Council Implementing Decision
of 15 December 2009
authorising the Republic of Estonia to apply a measure derogating from Article 167 of Directive 2006/112/EC on the common system of value added tax
(2009/1022/EU)
THE COUNCIL OF THE EUROPEAN UNION,
Having regard to the Treaty on the Functioning of the European Union,
Having regard to Directive 2006/112/EC1, and in particular Article 395(1) thereof,
Having regard to the proposal from the Commission,
Whereas:
The Republic of Estonia (hereinafter ‘Estonia’) was authorised by Council Decision 2007/133/EC2, by derogation from Article 167 of Directive 2006/112/EC, to postpone the right of deduction of value added tax (VAT) until it has been paid to the supplier of goods or of services, in respect of taxable persons applying an optional scheme under which, in accordance with Article 66(b) of that Directive, VAT on their supplies of goods and of services becomes chargeable on receipt of payment (cash accounting scheme). In order to qualify for this scheme, the taxable persons must be registered as sole proprietors.

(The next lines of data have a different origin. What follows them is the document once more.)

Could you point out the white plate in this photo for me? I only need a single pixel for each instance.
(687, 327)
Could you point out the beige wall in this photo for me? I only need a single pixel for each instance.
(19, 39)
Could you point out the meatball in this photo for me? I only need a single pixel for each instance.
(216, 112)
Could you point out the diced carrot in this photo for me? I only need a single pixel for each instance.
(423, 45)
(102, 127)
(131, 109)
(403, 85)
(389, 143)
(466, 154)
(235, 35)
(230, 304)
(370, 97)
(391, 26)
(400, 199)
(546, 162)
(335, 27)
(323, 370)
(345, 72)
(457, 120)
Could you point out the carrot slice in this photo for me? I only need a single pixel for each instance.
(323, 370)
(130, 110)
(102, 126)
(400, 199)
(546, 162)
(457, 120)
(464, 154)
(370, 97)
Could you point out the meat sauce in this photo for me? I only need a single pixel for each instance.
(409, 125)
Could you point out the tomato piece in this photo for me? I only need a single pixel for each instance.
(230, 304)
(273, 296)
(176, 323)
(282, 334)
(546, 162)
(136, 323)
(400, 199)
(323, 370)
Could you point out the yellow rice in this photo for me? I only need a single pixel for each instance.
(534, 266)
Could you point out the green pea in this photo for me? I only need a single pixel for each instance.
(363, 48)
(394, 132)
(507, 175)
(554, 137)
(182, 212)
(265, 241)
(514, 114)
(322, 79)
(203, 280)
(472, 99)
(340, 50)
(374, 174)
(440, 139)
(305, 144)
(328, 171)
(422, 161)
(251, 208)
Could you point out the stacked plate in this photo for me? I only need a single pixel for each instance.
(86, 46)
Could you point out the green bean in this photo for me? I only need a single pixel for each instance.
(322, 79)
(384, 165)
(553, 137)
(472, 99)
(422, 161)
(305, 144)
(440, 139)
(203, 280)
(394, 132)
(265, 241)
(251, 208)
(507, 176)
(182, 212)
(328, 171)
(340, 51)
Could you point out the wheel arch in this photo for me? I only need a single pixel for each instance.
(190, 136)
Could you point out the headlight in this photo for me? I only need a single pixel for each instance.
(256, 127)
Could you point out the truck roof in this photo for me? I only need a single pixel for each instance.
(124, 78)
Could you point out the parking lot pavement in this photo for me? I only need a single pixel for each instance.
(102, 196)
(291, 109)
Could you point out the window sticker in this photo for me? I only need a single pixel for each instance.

Estonia requested authorisation to extend this special derogating measure by letter registered by the Commission’s Secretariat-General on 4 September 2009.
In accordance with Article 395(2) of Directive 2006/112/EC, by letter of 1 October 2009, the Commission forwarded the request to the other Member States. By letter of 5 October 2009, the Commission informed Estonia that it had all the information it considered necessary for appraisal of its request.
The cash accounting scheme is a simplified optional scheme intended for small undertakings which do not qualify for tax exemption. It allows such taxable persons to apply a simple rule based on the date of payment for their input and output transactions, to determine when they must exercise their right to deduct VAT and pay the tax to the revenue authorities. This scheme thus constitutes for those taxable persons a simplification measure, which can, furthermore, create a cash-flow advantage for them.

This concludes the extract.